Quatre lieux d’exposition simultanée — les galeries Marian Goodman et Yvon Lambert, à Paris et à New York —, pour une présence qui s’affirme comme cardinale, et carrée: épousant cette manière parfaitement neutre, la manifestation orchestrée par Giulio Paolini est une rétrospective-perspective «orientée vers le passé et vers le futur, [et] éloignée du présent et de son vertige». Chez Marian Goodman, Paris, l’installation modulaire de quatre pièces, pourrait bien être, en effet, le Synopsis d’une fuite.

Au centre de chacun des quatre murs de la galerie, un cadre noir carré, dans lequel s’emboîtent, concentriquement et alternativement, des photographies — des vues de l’atelier de l’artiste, murs blancs et fauteuils tapissés —, et des carrés blancs: chacun évide l’image qui l’entoure, et encadre celle qu’il contient.
De sorte que cet entonnoir visuel aspire le regard vers le point de fuite central, où il bute sur un chevalet vide, ou bien, évidé d’un ultime carré, ouvert sur le mur ou obturé par un gris neutre.

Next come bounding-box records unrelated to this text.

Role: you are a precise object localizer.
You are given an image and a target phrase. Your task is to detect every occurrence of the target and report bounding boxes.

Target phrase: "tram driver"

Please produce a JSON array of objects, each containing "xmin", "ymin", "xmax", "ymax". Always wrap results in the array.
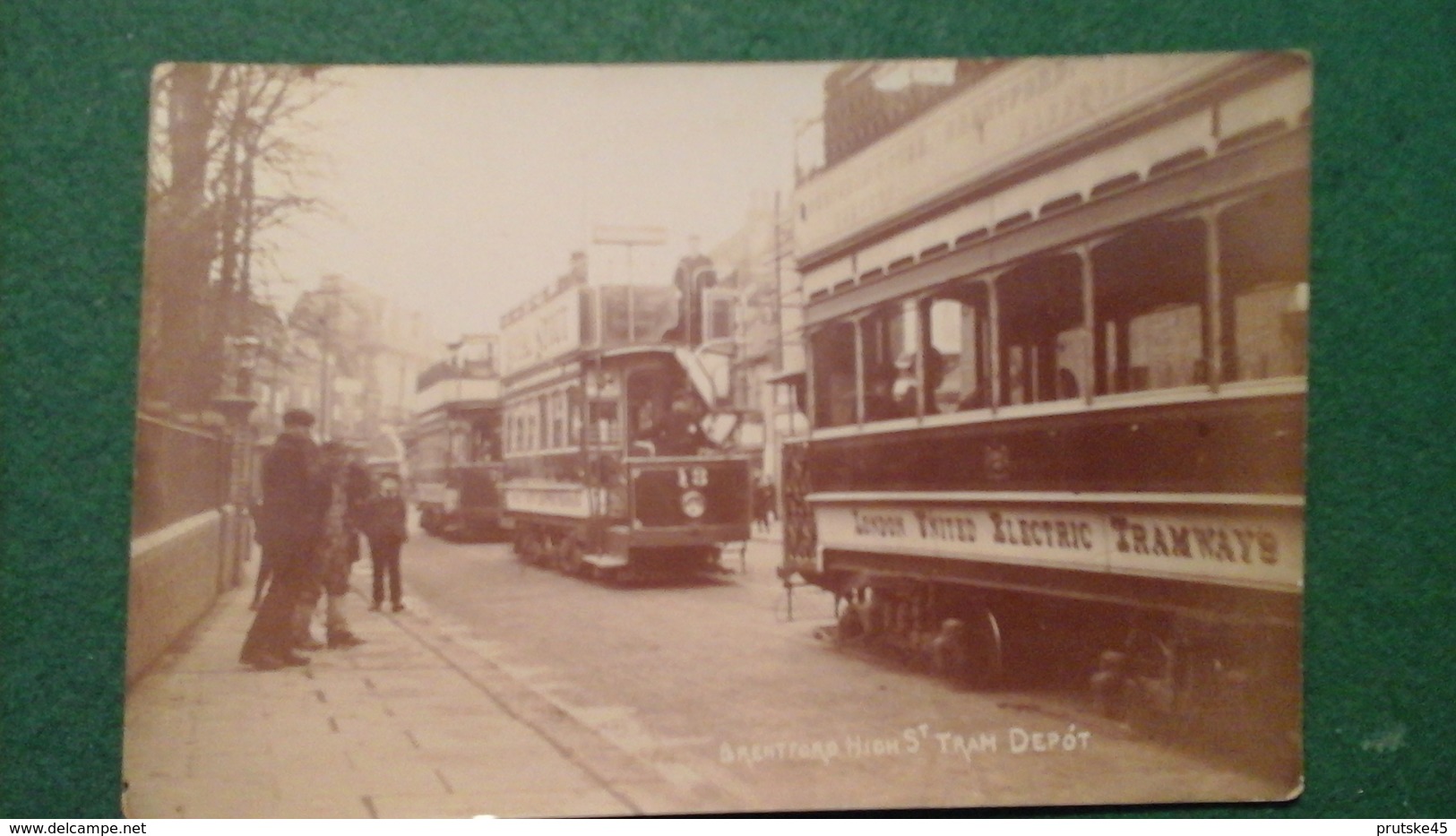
[{"xmin": 645, "ymin": 387, "xmax": 715, "ymax": 456}]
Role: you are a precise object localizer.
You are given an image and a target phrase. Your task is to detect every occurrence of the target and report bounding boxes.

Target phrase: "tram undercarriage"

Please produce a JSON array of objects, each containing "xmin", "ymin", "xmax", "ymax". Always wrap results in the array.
[
  {"xmin": 514, "ymin": 520, "xmax": 731, "ymax": 582},
  {"xmin": 818, "ymin": 571, "xmax": 1300, "ymax": 776}
]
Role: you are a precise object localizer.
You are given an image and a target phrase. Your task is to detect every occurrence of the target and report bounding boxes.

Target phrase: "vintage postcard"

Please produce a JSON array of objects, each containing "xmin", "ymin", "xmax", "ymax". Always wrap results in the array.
[{"xmin": 124, "ymin": 53, "xmax": 1312, "ymax": 818}]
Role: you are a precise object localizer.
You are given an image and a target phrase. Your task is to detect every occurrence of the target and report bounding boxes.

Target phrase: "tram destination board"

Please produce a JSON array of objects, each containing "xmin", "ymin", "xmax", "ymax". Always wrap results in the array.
[{"xmin": 124, "ymin": 53, "xmax": 1318, "ymax": 817}]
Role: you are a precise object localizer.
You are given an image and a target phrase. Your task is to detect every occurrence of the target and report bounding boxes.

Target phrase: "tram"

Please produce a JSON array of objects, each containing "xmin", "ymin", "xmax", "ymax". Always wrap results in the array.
[
  {"xmin": 405, "ymin": 335, "xmax": 503, "ymax": 540},
  {"xmin": 501, "ymin": 261, "xmax": 752, "ymax": 580},
  {"xmin": 780, "ymin": 54, "xmax": 1311, "ymax": 752}
]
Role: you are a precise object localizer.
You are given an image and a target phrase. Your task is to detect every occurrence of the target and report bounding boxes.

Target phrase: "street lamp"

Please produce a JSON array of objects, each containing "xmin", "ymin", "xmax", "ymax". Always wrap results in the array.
[{"xmin": 212, "ymin": 333, "xmax": 263, "ymax": 591}]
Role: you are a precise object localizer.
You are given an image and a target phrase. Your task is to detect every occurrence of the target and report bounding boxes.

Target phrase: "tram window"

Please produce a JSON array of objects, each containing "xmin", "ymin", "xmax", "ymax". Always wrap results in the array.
[
  {"xmin": 923, "ymin": 282, "xmax": 990, "ymax": 414},
  {"xmin": 1092, "ymin": 220, "xmax": 1209, "ymax": 394},
  {"xmin": 590, "ymin": 401, "xmax": 622, "ymax": 444},
  {"xmin": 810, "ymin": 322, "xmax": 857, "ymax": 427},
  {"xmin": 996, "ymin": 256, "xmax": 1090, "ymax": 405},
  {"xmin": 860, "ymin": 306, "xmax": 916, "ymax": 421},
  {"xmin": 1219, "ymin": 188, "xmax": 1309, "ymax": 380}
]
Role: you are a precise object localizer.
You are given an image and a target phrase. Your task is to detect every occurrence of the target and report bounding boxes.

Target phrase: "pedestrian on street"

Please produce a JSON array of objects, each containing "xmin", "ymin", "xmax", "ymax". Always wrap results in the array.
[
  {"xmin": 239, "ymin": 409, "xmax": 326, "ymax": 670},
  {"xmin": 297, "ymin": 442, "xmax": 368, "ymax": 650},
  {"xmin": 359, "ymin": 473, "xmax": 409, "ymax": 613}
]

L’œuvre fuit, s’absente obstinément, pour mieux cerner le spectateur qui en devient le centre, au risque d’être happé, comme le suggère une silhouette, vue de dos, prisonnière de l’un des cadres.

Ce jeu de déconstruction subtil, pour le coup vertigineux, est l’œuvre d’un archiviste assurément méticuleux. L’atelier entrevu évoque un bureau de l’entre-deux-guerres, parfaitement ordonné. Chaque chose y est scrupuleusement à sa place; sur les étagères, des classeurs soigneusement alignés et des planches de dessins impeccablement empilées.
Mais, et c’est étrange, les étiquettes sont blanches, vierges de toute mention, de tout indice. L’artiste n’a rien à révéler, ni à indiquer. Endossant l’anonymat d’un obscur employé de bureau, «il ne s’exprime pas à la première personne». Et l’œuvre a bien vocation à lui échapper, sans message ni mission, comme «une attente sans objet».

À même les murs blancs de la galerie, des carrés de tailles diverses, qui répètent celles des carrés concentriques, glissent d’un cadre à l’autre, suggérant ainsi l’infinie possibilité des recompositions, pour un précipité, au centre de l’image, indéfiniment remis en jeu. Une invitation, en somme, à suivre leurs traces et leurs devenirs, rue Vieille-du-Temple, chez Yvon Lambert. Puis jusqu’à New York.

Giulio Paolini
— Synopsis, 2006. Installation.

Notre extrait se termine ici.